By Daniel Harenberg and Alexander Ludwig

We ask whether a PAYG-financed social security system is welfare improving in an economy with idiosyncratic and aggregate risk. We argue that interactions between the two risks are important for this question. One is a direct interaction in the form of a countercyclical variance of idiosyncratic income risk. The other indirectly emerges over a household’s life-cycle because retirement savings contain the history of idiosyncratic and aggregate shocks. We show that this leads to risk interactions, even when risks are statistically independent. In our quantitative analysis, we find that introducing social security with a contribution rate of two percent leads to welfare gains of 2.2% of lifetime consumption in expectation, despite substantial crowding out of capital. This welfare gain stands in contrast to the welfare losses documented in the previous literature, which studies one risk in isolation.
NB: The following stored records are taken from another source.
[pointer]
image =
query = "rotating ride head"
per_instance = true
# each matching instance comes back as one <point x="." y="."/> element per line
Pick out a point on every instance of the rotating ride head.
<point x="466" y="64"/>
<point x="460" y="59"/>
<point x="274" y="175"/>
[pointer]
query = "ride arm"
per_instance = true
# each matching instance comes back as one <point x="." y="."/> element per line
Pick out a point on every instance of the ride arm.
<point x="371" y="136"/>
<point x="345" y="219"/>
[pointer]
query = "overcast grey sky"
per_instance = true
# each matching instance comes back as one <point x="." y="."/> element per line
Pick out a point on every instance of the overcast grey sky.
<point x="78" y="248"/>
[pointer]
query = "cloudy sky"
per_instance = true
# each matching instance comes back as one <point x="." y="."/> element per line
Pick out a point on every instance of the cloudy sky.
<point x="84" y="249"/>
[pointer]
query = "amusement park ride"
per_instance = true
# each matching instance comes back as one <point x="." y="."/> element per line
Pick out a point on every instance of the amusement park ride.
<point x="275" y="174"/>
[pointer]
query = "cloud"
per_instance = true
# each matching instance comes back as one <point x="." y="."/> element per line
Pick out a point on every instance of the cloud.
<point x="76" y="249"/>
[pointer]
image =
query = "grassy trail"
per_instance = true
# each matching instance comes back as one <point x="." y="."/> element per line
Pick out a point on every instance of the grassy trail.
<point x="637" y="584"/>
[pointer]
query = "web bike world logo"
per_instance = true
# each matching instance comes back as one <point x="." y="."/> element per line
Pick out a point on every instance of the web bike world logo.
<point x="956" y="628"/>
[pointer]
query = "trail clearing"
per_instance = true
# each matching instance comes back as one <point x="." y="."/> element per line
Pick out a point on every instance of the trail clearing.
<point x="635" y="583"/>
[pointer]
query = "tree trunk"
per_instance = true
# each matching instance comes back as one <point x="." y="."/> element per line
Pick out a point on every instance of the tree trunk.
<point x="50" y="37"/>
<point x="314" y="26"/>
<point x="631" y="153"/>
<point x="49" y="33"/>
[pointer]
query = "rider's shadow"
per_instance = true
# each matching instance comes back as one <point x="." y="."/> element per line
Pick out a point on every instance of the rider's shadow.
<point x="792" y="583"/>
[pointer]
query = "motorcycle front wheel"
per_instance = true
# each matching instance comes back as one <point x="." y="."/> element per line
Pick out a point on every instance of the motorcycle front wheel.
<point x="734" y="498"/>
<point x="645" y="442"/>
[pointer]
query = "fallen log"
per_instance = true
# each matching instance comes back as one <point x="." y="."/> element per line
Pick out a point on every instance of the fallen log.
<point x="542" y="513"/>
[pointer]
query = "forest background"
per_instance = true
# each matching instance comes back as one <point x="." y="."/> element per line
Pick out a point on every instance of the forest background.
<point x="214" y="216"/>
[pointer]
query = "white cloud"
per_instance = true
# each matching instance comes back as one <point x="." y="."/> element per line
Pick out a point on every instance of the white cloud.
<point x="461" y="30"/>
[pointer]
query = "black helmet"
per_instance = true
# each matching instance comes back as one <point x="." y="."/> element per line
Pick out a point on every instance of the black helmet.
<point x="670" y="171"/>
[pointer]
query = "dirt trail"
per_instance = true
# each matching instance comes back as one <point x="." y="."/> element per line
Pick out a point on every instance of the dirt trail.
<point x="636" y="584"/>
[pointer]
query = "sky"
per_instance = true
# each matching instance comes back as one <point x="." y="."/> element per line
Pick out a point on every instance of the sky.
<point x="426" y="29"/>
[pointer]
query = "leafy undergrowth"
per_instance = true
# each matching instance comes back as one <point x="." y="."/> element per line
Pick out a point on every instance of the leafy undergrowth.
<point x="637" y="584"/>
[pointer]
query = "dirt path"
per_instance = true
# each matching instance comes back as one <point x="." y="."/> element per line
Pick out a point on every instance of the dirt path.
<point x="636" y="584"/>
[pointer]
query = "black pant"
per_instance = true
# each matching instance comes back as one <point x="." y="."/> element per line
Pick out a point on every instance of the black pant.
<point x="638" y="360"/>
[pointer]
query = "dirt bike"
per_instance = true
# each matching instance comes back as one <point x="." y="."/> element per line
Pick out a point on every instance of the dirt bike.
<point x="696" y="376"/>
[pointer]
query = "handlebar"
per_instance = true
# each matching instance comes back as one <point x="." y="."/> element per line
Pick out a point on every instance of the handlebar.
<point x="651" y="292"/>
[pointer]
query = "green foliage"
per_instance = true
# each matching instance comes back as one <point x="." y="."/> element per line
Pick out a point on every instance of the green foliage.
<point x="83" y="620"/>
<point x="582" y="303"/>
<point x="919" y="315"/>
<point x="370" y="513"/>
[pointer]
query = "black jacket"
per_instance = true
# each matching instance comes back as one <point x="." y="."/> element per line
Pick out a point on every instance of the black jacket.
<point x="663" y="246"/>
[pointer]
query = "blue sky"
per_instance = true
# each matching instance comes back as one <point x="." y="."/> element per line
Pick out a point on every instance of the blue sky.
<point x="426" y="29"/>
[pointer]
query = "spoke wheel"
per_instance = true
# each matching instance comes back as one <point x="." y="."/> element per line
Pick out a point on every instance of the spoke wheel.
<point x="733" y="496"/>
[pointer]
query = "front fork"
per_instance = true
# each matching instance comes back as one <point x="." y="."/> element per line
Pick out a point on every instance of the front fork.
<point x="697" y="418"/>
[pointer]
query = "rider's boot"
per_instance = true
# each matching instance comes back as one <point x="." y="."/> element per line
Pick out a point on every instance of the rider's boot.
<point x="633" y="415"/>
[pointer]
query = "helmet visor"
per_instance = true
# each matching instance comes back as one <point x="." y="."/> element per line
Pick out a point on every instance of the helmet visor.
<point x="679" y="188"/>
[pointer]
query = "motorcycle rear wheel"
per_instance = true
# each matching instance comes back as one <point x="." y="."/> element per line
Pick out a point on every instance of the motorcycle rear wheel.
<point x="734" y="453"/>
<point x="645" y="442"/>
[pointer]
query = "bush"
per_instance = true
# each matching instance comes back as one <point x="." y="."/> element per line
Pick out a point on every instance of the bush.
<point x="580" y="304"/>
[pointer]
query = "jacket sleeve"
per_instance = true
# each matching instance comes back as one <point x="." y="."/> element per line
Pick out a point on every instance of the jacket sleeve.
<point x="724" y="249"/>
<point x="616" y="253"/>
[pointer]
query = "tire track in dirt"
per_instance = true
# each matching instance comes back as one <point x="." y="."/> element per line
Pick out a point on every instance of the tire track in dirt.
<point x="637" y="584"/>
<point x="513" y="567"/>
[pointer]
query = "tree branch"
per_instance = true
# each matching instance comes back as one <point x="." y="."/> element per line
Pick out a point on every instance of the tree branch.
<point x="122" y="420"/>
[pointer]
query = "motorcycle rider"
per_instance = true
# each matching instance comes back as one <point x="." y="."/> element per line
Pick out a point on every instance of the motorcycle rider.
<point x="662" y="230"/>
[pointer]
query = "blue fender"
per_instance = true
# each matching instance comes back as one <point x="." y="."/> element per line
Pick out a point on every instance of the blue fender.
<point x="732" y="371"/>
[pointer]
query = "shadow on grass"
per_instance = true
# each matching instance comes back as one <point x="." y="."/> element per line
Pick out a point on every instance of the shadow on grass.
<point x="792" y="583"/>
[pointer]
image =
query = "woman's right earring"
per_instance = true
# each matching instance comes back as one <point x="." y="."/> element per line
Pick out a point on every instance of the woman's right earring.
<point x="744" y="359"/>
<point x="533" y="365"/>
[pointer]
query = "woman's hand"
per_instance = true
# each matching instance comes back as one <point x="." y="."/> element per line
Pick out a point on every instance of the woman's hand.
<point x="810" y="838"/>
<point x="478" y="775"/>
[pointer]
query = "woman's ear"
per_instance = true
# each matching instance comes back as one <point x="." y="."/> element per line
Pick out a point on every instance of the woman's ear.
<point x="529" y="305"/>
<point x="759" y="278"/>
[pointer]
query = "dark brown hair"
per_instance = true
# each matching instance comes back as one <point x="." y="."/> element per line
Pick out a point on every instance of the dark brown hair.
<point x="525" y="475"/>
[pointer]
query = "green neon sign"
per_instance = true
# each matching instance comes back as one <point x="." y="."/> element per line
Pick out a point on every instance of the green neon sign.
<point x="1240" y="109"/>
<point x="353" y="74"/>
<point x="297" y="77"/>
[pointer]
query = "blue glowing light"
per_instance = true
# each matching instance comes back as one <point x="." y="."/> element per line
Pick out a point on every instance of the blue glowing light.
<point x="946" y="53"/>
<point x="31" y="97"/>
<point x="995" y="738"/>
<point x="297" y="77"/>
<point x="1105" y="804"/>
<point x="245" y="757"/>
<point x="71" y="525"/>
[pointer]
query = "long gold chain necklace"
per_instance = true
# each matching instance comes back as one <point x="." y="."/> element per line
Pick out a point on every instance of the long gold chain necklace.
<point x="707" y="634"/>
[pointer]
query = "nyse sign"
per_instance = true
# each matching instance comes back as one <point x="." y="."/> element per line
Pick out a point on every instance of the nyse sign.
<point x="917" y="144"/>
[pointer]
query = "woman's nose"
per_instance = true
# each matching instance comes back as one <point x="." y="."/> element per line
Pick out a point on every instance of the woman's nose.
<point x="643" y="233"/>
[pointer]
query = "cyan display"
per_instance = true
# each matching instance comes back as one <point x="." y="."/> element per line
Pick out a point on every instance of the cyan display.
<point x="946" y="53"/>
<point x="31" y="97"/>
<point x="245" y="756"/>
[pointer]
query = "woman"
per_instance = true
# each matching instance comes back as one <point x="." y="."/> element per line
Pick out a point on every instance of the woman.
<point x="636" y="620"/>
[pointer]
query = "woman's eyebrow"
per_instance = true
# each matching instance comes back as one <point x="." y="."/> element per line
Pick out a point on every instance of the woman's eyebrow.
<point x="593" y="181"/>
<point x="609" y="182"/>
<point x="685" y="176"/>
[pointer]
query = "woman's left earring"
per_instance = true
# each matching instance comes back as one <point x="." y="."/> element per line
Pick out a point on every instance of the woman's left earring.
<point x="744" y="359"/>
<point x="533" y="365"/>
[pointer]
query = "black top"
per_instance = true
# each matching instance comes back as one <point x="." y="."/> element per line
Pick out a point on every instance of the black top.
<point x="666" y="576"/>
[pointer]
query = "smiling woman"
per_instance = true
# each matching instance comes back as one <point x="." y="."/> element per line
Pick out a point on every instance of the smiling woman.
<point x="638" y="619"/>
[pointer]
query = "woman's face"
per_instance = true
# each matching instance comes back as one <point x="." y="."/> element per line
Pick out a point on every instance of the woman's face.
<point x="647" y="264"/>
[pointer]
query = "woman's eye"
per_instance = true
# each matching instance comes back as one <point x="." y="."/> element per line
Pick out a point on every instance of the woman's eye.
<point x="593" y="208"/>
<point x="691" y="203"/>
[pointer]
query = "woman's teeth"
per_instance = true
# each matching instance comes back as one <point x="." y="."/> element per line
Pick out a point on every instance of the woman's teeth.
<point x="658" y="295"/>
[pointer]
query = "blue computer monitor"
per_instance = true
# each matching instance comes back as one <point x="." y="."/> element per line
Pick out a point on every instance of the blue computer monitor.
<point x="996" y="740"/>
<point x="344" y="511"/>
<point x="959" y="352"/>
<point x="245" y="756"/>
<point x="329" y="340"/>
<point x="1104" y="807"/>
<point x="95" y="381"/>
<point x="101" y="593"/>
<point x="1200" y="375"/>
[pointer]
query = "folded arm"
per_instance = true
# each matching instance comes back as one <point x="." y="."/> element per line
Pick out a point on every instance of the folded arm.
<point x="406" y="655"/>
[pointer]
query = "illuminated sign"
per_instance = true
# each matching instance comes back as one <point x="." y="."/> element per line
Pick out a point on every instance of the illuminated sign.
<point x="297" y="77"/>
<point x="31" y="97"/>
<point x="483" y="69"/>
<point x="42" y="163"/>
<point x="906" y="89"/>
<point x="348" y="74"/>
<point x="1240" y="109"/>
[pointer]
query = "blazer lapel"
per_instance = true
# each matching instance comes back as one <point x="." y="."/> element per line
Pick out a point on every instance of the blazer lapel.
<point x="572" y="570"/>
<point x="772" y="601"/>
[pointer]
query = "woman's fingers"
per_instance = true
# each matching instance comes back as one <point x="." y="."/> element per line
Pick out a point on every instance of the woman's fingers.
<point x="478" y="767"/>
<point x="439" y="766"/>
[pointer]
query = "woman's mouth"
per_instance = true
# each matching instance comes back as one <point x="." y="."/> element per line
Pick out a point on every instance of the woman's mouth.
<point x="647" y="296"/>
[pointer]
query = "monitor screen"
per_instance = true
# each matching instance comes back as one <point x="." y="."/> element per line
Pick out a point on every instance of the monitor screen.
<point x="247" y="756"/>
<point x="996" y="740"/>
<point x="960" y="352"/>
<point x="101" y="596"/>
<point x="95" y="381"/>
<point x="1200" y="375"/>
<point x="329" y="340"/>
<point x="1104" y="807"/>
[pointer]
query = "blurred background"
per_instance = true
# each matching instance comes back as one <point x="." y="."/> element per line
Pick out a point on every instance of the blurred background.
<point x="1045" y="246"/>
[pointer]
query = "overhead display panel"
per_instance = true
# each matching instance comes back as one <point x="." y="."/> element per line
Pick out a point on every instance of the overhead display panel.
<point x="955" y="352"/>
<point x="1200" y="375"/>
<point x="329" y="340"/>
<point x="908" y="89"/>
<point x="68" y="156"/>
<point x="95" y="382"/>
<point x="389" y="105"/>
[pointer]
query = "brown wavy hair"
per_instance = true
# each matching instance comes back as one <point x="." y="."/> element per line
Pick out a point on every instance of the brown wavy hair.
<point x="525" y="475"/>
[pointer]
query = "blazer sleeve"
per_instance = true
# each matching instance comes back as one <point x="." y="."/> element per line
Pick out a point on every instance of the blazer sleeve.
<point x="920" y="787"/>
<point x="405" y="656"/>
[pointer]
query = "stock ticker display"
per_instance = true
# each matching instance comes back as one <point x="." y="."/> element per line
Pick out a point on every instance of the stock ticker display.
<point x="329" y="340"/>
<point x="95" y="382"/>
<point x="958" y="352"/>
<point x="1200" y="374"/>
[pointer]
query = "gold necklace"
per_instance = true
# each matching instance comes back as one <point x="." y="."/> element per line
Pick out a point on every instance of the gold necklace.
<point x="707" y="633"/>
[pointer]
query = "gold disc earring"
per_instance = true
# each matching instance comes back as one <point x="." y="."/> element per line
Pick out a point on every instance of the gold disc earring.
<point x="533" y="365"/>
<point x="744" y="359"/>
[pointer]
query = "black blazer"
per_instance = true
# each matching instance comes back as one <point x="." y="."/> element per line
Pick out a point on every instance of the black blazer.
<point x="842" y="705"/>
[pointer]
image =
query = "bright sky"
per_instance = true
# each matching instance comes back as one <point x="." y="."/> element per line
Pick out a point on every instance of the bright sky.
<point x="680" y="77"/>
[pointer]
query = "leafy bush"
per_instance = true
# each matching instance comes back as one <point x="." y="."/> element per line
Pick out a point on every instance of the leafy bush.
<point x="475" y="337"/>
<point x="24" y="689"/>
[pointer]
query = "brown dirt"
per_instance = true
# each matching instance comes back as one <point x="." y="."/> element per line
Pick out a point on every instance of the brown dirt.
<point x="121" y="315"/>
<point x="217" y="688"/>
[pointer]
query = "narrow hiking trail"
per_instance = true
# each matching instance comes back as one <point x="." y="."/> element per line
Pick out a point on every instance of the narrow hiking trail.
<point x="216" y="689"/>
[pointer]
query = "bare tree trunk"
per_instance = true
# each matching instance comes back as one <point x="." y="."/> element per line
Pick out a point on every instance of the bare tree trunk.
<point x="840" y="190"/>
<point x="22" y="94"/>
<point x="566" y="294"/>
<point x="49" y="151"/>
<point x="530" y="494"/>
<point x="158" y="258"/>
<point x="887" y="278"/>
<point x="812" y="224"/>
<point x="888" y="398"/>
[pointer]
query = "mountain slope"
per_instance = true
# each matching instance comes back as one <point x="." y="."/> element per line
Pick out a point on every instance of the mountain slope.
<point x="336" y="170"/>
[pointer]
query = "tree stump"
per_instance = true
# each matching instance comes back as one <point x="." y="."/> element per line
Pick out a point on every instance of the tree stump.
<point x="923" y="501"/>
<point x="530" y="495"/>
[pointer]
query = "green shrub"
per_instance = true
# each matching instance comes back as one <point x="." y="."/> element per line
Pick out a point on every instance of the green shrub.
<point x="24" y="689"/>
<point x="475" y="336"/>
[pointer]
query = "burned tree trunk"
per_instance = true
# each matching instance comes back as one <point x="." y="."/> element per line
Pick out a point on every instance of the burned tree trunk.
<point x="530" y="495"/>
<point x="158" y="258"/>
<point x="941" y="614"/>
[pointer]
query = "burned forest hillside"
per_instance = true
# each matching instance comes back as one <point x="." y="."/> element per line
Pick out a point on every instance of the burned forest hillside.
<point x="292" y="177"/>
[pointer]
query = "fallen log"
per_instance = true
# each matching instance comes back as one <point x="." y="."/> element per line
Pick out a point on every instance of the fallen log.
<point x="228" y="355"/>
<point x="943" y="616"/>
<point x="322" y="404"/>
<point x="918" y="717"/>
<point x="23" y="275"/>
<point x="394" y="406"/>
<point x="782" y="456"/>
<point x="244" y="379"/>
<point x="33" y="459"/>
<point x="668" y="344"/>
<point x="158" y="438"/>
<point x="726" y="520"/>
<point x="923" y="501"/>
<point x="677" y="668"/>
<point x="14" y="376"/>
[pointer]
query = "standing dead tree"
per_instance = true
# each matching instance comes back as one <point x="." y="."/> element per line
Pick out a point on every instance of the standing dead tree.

We show that jointly modeling both risks is crucial: 60% of the welfare benefits from insurance result from the interactions of risks.

This is an interesting paper that highlights that an important benefit of a social security system is not only coming from the insurance against lifecycle income risk, individual or aggregate, but majorly from the interaction of such indvidual and aggregate risks. And this paper does not even consider the advantage of insuring against longevity risk.